Since launching, the case has had a tortuous path through the court system. It was first certified as a class action suit by a judge in 2017, only to have that decision appealed. When the higher courts directed the trial judge to make changes to his decision, he complied, and recertified the action again – only to have it appealed again. This time, however, the appeal was rejected, and the case allowed to proceed.
“The defendants resisted, over the course of nine years, the certification of the action under the Class Proceedings Act,” notes Aaron. “And they did so after the action was certified by the BC Supreme Court in March 2017. They appealed the order … It was very clear that we had a defined and delineated class on behalf of which we could propose class proceedings.”
Aaron notes nine years on, evacuees are still waiting for compensation for the disruption to their lives, and many are even waiting for reimbursement for their expenses during the 24-hour evacuation.
“They’ve been left to wait, but that’s all right, because they are patient,” he says. “We are willing to do whatever it takes to proceed with this litigation to the point of resolution. After 10 years and two lower court certification orders, and two surviving appeals, we’re still at it, and we are happy to provide notice to the class that the action is now certified, which is readily proceeding to trial.”

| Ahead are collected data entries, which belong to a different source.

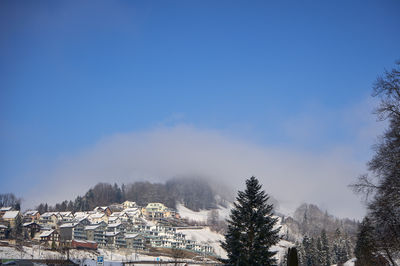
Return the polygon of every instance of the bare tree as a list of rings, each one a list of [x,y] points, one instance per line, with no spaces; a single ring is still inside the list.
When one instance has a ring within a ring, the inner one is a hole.
[[[387,120],[389,126],[373,147],[370,173],[351,186],[366,196],[377,248],[396,265],[394,256],[400,253],[400,61],[378,77],[373,96],[381,99],[375,111],[378,119]]]

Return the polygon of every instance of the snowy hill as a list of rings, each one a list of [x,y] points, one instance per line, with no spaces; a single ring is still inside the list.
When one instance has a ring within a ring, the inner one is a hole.
[[[232,203],[228,203],[227,207],[218,206],[217,209],[214,209],[218,211],[219,220],[225,220],[229,217],[232,206],[233,206]],[[207,217],[209,217],[210,212],[212,211],[212,210],[193,211],[191,209],[186,208],[181,203],[178,203],[176,205],[176,209],[182,218],[188,219],[189,221],[197,221],[204,223],[207,222]]]

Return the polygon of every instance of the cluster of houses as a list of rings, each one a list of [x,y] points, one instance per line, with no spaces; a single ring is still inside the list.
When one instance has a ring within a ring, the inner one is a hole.
[[[27,211],[21,214],[10,207],[0,208],[0,239],[17,226],[23,236],[40,241],[44,246],[57,248],[132,249],[151,247],[173,248],[213,254],[213,248],[204,243],[186,239],[179,227],[168,220],[179,220],[179,214],[162,203],[146,207],[135,202],[96,207],[86,212]]]

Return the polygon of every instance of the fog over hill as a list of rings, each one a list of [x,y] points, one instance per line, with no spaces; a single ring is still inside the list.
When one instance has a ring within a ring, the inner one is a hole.
[[[140,206],[146,206],[150,202],[161,202],[174,209],[176,204],[180,203],[188,209],[199,211],[214,209],[219,205],[226,206],[232,201],[232,197],[229,196],[228,190],[223,190],[221,186],[214,188],[204,179],[186,177],[173,178],[165,183],[134,182],[121,186],[116,183],[98,183],[74,200],[64,200],[54,206],[44,202],[38,209],[40,212],[88,211],[96,206],[108,206],[125,200],[135,201]]]
[[[221,131],[177,125],[113,135],[38,168],[30,172],[36,182],[23,195],[27,207],[72,200],[98,182],[165,183],[171,177],[202,177],[236,193],[254,175],[287,212],[313,202],[342,217],[364,213],[359,198],[347,187],[365,169],[350,147],[315,153],[260,146]],[[42,193],[44,188],[48,189]]]

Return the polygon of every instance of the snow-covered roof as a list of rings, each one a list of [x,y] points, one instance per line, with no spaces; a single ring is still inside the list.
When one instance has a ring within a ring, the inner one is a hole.
[[[0,228],[2,228],[2,229],[7,229],[8,227],[5,226],[5,225],[0,224]]]
[[[43,233],[40,234],[40,237],[48,237],[53,232],[54,232],[54,230],[44,231]]]
[[[130,213],[130,212],[138,212],[139,208],[126,208],[123,212]]]
[[[121,214],[123,214],[122,212],[113,212],[111,213],[110,217],[119,217]]]
[[[3,219],[15,219],[19,214],[19,211],[6,211],[3,215]]]
[[[11,211],[12,207],[6,206],[6,207],[1,207],[0,212],[6,212],[6,211]]]
[[[120,225],[121,225],[121,223],[108,224],[108,228],[115,228],[115,227],[118,227]]]
[[[107,210],[108,206],[98,206],[96,208],[94,208],[94,211],[105,211]]]
[[[65,223],[60,225],[60,228],[69,228],[69,227],[75,227],[77,224],[74,223]]]
[[[95,214],[90,215],[89,218],[98,219],[98,218],[104,217],[104,215],[105,215],[104,213],[95,213]]]
[[[115,222],[115,221],[118,221],[119,220],[119,217],[109,217],[108,218],[108,222],[109,223],[112,223],[112,222]]]
[[[97,229],[99,226],[100,226],[99,224],[96,224],[96,225],[88,225],[88,226],[85,226],[85,230],[95,230],[95,229]]]
[[[76,216],[84,216],[84,215],[89,215],[90,213],[89,212],[75,212],[74,213],[74,216],[76,217]]]
[[[136,204],[136,202],[125,200],[122,204]]]
[[[57,215],[57,214],[58,214],[58,212],[45,212],[41,215],[41,217],[45,218],[45,217],[50,217],[50,216]]]
[[[33,211],[27,211],[27,212],[25,212],[25,216],[33,216],[33,215],[36,215],[38,213],[38,211],[36,211],[36,210],[33,210]]]
[[[72,216],[72,212],[59,212],[61,216]]]
[[[75,242],[78,243],[91,243],[91,244],[97,244],[96,241],[90,241],[90,240],[82,240],[82,239],[74,239]]]
[[[106,232],[106,236],[116,236],[119,232]]]
[[[135,238],[137,237],[139,234],[125,234],[125,238]]]
[[[78,217],[78,218],[75,218],[73,221],[76,221],[77,223],[81,223],[84,220],[87,220],[87,217]]]
[[[36,224],[36,223],[35,222],[24,223],[22,226],[26,227],[26,226],[30,226],[31,224]]]
[[[76,213],[75,213],[75,214],[74,214],[74,217],[75,217],[76,220],[82,221],[82,220],[88,218],[88,217],[89,217],[89,214],[87,214],[87,213],[79,213],[79,214],[76,214]]]

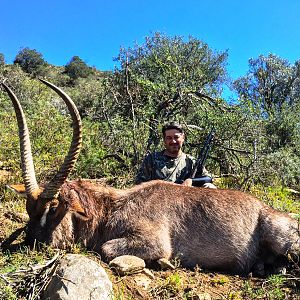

The first stage of the civil trial will see the plaintiffs ask the court to determine if any of the defendants owed a duty of care to the people in the class action. If so, the court will be asked to find they were negligent and breached this duty. The court will also be asked if it finds the defendants acted or failed to act in a way to cause the evacuation order, and if that order and water advisory amount to unreasonable interference in the enjoyment of their properties. It will also be asked to find if the defendants caused or contributed to the spill.
“Basically this class action deals with loss of use and enjoyment of property, as well as diminution of property value,” says Aaron.
If the court finds the answer to those questions is yes, then the court will be asked to assign liability to the defendants – how much they owe in damages.
Though it’s been 10 years since the spill, and another year and a half to go before a judge begins to hear arguments, Aaron says the system is working – and that’s because of community strength.
“This is a story of the power of collective action,” he says. “The Slocan Valley is the perfect sociological substrate for class proceedings because it is a well-integrated community with a strong sense of common purpose, and quite a potent sense of activism and sense of entitlement.”
Anyone who owned, leased, rented or occupied a property in the evacuation zone (about one kilometre on either side of Lemon Creek and the Slocan River, including a section of the Kootenay River at its junction with the Slocan) are automatically part of the class action. They don’t have to do anything to be included. They won’t have to pay legal fees (which will come out of the settlement pot) nor would they be held liable to pay fees if the class action is lost.
Anyone who wants to fight the case on their own has to opt out of the class by notifying David Rosenberg, Aaron’s law partner and class counsel, by Aug. 31. Non-participants won’t be eligible for any compensation from a settlement should they opt out.
More information can be found by contacting email@example.com.
This isn’t the only potential class action suit. A separate action is being contemplated by a local farmer for personal injury as a result of exposure to the spill. That civil action has yet to be registered – it’s using the Kirk action as a “trailblazer,” Aaron says, to settle arguments of fact before proceeding.